As I sit with my homestay parents and eat my dinner of bakmi goreng (fried noodles), the Call to Prayer echoes throughout the kitchen. I stop what I was saying to them, and we exchange the same familiar smile that we give each other every night, communicating “wait a moment.” One minute later, when the Arabic fades away, our conversation picks up again right where we stopped, and we continue discussing our days.
After moving into my homestay, I soon realized that the speaker for the Call to Prayer was right outside my house. It is impossible not to hear it, but at this point, two months into my homestay, I have stopped noticing it. I now rarely wake up to the morning Call to Prayer (at 4am!), and this daily reminder of religion has become background to our routines.

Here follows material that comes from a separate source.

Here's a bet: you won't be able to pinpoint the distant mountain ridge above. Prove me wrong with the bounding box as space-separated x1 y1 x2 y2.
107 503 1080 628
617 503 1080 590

Our focus of inquiry (FOI) in November was religion. Throughout the month, we visited religious sites and discussed our beliefs and upbringings openly with each other. We started by visiting an Interfaith religious center, where Western and Eastern religions existed in one. There, Christian iconography incorporates Javanese symbols and influences, a church includes traditional Javanese architecture, and a Hindu temple sits in the middle with people praying in front. Later in the month, we attended a Balinese Hindu ceremony for the full moon, dressed in batik. We learned about Buddhism in Java as we circumambulated the levels of Borobudur. We discussed Islam and gender with a professor, took photos on the top of a chicken church, and visited a waria (transgender woman) Islamic boarding school. For our mini-X phase, we traveled to Dieng Plateau, where we visited the remnants of Hindu temples that were scattered throughout the highland. Throughout all this time, religion revealed itself to me in other ways, from my family stopping at a mosque to pray when we are out, to me photographing my NGO’s presentation at Islamic and Christian schools.

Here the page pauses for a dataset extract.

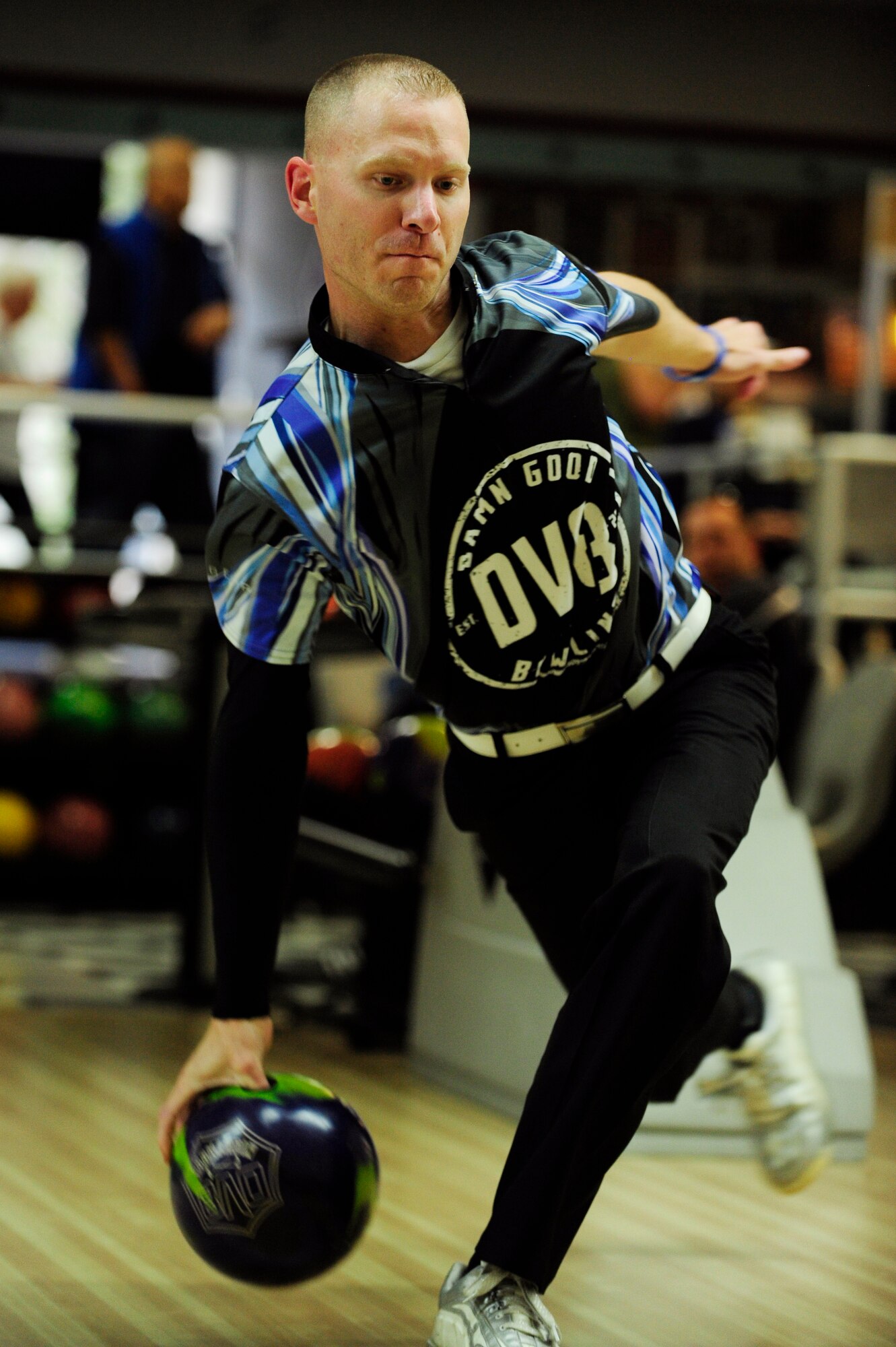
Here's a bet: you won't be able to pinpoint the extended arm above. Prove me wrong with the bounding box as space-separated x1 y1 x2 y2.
159 647 310 1160
594 271 810 395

In this past month, I have come to realize how secular the US is and how separate religion was from my day-to-day life growing up. I began to see how important religion can be, how it can be both so personal and omnipresent at the same time. It gives people community, and it can create common ground between strangers, as it did for my Ayah (homestay dad) and I as we discussed our Abrahamic faiths. It can release people from their worries and fears, give people a place for self-reflection, provide morals, and create tolerance. Religion can create different rhythms to people’s day, setting when they wake up, eat, shower, and sleep.

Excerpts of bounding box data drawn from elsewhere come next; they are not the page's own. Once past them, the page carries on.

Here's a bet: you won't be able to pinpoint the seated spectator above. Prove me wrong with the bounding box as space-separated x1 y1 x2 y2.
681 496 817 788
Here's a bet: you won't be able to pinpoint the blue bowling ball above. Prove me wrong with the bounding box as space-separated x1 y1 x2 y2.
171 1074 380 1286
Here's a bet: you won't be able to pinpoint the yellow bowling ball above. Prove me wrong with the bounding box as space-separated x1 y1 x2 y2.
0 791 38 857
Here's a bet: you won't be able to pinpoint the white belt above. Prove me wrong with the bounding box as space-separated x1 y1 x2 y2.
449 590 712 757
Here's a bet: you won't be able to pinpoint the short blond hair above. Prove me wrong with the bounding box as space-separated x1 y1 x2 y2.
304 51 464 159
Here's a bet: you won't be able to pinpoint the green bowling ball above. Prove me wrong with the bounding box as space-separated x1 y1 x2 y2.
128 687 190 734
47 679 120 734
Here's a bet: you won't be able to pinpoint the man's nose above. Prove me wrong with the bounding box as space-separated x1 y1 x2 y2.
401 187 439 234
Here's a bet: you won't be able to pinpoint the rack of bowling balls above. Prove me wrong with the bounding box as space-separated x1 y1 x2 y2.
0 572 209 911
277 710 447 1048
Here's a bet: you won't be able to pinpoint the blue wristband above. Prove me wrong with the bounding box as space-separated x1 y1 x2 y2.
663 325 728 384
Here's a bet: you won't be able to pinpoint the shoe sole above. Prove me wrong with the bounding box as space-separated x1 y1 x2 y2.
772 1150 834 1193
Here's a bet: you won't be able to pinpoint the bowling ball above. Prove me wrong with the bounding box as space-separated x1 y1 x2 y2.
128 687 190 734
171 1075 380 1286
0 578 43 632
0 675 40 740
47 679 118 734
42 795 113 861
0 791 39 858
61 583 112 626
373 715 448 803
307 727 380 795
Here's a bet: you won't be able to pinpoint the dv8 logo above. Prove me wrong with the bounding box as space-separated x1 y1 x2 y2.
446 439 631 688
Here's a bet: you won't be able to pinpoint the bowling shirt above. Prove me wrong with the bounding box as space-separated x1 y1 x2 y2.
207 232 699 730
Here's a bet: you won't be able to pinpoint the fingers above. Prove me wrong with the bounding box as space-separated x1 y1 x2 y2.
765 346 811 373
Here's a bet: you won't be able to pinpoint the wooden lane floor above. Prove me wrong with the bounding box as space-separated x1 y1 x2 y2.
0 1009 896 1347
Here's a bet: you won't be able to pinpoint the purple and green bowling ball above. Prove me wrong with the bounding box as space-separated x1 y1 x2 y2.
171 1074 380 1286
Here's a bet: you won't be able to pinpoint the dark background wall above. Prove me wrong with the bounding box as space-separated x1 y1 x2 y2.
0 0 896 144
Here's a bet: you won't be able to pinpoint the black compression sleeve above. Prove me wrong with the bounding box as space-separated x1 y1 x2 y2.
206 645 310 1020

As religion began to be ubiquitous in my day-to-day life, I began to reflect on my own religious beliefs. All of the physical manifestations of religion that are throughout Indonesia pushed me to think about the religion of which I was raised and ask again: who and what do I worship?
Before coming to Indonesia, I hadn’t thought about my beliefs since I was 14. I was raised Catholic, attending religious after-school classes until I was confirmed into the church at 14. After turning 12, my religious classes became more in-depth to prepare for my confirmation, but as they became more serious, I began to lose my faith. My pre-teen self didn’t understand the value religion could bring to my life and couldn’t rationalize the Bible. I didn’t see how a God could have an influence on my life when there are so many people in the world. Once I was confirmed into the church, I let go of my religious ties. I stopped attending mass on Sundays, and when asked what my religion was, I would say agnostic or atheist. As I went through high school, I received positive reinforcements from my friends who were almost all atheists and became more confident in my decision and beliefs. In the four years since I was confirmed, I stopped thinking about it; I was an agnostic atheist—I was not really sure if there was a God, but I was not Catholic.
But, now, I’ve begun to think about religion more than ever. I find myself reflecting on the connection religion brought me to family and friends in my childhood, and how it defined my worldview from a young age. I am so grateful to my mom for passing down this tradition to me and raising me as Catholic. I keep wondering if having faith would have alleviated some of my stresses and anxieties in high school.
A month ago, my Ibu asked me, “What is your religion?” and immediately, I answered, “Catholic.” Before coming to Indonesia, that wouldn’t have been my response. I never expected to question my religious beliefs, never thought this would be a place I would see myself in again. I thought that when I accepted my lack of faith, that was it.
Now the question of religion is reopened to me, and I am giving myself the time to redefine my faith. I still don’t know what I believe, but I am opening myself up to new beliefs and choosing again who I worship, what I believe, and to whom I pray.
Assalamualaikum, as I say to my Ibu as she leaves the house every morning. Peace be with you.